Some elements seem to have been lost in translation.
An intuitive management suite, with excellent scalability and handy extras.
This is an enterprise-class management tool from a Korean software firm, and offers considerable scalability for Windows 95/98/Me/ XP/2000 and Server NT4 and 2003 environments.
We first installed the product on a Windows 2003 server and then used a function of the management suite to roll out client software to the desktops. This function is very easy to use, as you just input a range of IP addresses. You can also install subservers, which can be used to propagate installation, updates and configuration to clients, and allow impressive scalability and management services for large enterprises.
The management console allows you to check each client via a daemon, see the update status, virus alerts, infections and quarantines on each machine or directly through the interface. One of the bonus tools included is a remote connection tool, a bit like PC Anywhere, which allows you take remote control of a machine, or browse and transfer files.

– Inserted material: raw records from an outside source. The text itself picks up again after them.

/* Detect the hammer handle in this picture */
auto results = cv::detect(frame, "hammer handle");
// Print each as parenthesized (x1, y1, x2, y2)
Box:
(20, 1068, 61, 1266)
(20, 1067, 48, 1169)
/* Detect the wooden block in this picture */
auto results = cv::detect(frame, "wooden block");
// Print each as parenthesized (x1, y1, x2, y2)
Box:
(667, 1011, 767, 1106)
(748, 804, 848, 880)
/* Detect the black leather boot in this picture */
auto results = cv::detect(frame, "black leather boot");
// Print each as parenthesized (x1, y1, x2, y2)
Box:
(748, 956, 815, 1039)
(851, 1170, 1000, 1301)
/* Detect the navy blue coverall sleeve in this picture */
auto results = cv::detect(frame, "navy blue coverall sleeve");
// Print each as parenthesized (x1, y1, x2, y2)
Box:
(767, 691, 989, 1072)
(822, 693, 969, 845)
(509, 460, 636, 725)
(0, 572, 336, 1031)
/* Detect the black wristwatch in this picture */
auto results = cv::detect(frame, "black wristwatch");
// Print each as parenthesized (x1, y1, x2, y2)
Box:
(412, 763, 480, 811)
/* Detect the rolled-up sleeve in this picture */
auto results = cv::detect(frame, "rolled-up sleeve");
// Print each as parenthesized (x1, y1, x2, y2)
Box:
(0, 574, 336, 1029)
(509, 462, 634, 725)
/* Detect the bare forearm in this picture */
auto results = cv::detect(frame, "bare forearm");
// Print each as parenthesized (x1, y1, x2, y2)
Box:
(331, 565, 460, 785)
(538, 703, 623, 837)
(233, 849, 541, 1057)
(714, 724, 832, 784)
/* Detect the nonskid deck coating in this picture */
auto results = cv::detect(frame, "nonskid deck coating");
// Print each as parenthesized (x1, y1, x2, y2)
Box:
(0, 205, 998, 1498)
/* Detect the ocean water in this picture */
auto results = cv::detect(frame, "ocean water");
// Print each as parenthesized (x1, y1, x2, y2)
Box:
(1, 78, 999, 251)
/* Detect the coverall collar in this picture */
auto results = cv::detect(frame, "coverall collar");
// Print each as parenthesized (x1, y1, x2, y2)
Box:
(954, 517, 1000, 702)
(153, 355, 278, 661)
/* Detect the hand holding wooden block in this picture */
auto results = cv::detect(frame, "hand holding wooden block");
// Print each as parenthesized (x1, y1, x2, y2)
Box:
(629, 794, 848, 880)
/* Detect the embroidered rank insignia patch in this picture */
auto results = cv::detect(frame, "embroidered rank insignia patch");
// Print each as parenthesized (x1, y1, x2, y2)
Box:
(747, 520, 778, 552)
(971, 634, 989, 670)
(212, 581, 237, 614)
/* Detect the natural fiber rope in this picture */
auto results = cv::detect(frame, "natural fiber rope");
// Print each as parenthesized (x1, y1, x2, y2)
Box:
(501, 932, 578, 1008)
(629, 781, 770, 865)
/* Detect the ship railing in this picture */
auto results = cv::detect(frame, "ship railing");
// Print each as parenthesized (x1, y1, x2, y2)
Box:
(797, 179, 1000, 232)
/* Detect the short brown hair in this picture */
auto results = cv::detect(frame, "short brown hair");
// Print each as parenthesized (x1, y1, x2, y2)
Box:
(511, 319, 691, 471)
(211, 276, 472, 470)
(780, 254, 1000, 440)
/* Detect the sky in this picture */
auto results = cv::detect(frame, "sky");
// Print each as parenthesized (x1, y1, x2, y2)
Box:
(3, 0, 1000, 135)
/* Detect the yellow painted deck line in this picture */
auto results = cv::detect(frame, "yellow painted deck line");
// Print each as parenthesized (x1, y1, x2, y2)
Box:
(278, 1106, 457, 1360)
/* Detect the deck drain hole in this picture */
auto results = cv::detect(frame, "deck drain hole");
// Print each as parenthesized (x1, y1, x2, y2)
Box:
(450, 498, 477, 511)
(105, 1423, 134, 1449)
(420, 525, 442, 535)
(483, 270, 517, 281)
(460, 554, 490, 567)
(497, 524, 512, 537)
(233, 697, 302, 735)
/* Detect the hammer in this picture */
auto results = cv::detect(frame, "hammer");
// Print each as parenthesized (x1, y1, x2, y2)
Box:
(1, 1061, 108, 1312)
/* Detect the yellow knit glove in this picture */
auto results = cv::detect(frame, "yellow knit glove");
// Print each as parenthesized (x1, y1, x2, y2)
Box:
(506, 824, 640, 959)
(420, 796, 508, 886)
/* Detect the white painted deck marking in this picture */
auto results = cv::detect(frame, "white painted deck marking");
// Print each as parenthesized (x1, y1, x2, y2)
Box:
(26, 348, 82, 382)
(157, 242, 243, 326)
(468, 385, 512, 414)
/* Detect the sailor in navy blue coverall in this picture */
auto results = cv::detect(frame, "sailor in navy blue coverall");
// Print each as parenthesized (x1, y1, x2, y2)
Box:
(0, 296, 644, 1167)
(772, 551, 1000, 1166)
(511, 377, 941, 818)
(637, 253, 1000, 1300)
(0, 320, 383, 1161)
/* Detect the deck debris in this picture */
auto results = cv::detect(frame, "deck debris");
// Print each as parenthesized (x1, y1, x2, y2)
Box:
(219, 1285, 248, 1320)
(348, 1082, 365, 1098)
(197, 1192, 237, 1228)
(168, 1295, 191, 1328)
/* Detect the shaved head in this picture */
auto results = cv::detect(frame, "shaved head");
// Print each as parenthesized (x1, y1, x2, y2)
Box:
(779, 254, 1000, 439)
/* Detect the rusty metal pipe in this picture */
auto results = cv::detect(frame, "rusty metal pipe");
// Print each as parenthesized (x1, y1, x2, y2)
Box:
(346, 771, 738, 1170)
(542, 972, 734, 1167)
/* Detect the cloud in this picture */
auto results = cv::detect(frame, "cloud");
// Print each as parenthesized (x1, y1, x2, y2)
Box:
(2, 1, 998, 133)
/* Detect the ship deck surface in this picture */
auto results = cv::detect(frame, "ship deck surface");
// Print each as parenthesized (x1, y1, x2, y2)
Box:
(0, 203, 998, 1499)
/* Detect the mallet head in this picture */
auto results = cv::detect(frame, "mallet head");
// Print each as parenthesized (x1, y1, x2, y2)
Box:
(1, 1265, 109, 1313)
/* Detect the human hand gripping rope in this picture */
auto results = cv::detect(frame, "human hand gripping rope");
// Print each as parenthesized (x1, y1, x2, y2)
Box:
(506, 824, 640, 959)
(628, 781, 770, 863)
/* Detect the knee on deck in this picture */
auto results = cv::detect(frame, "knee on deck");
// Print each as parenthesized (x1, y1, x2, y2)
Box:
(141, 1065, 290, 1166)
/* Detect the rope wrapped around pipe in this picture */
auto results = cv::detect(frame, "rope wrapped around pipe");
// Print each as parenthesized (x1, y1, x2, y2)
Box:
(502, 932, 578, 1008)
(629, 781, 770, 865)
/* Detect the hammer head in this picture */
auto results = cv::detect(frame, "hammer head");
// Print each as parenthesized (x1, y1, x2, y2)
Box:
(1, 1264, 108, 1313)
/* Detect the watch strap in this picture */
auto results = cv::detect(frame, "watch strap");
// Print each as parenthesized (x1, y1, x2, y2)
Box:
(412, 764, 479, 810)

Another useful inclusion is the ability to view a list of installed software on a remote client, as well as the ability to carry out a hardware audit remotely.
All in all, the toolkit is very intuitive and easy to use – once you get used to it, though you may find some of the controls in slightly odd places. There are also some features that don't make much sense at first, such as the constant prompts to input "Department Information" for each client or server, but these are really minor irritations.
ViRobot Management Server has everything you need within arms reach, and makes managing a large number of machines a breeze. The distributed server system is a clever idea, and the non-security orientated tools, such as the remote control, are nice and very useful touches.
There are versions of the management server for the Linux and Unix platforms, although they do not appear on Hauri's website at the time of writing.
(Editor's Note: There was a amistake in the scoring in the print version of the magazine. The mistake has been rectified online here.)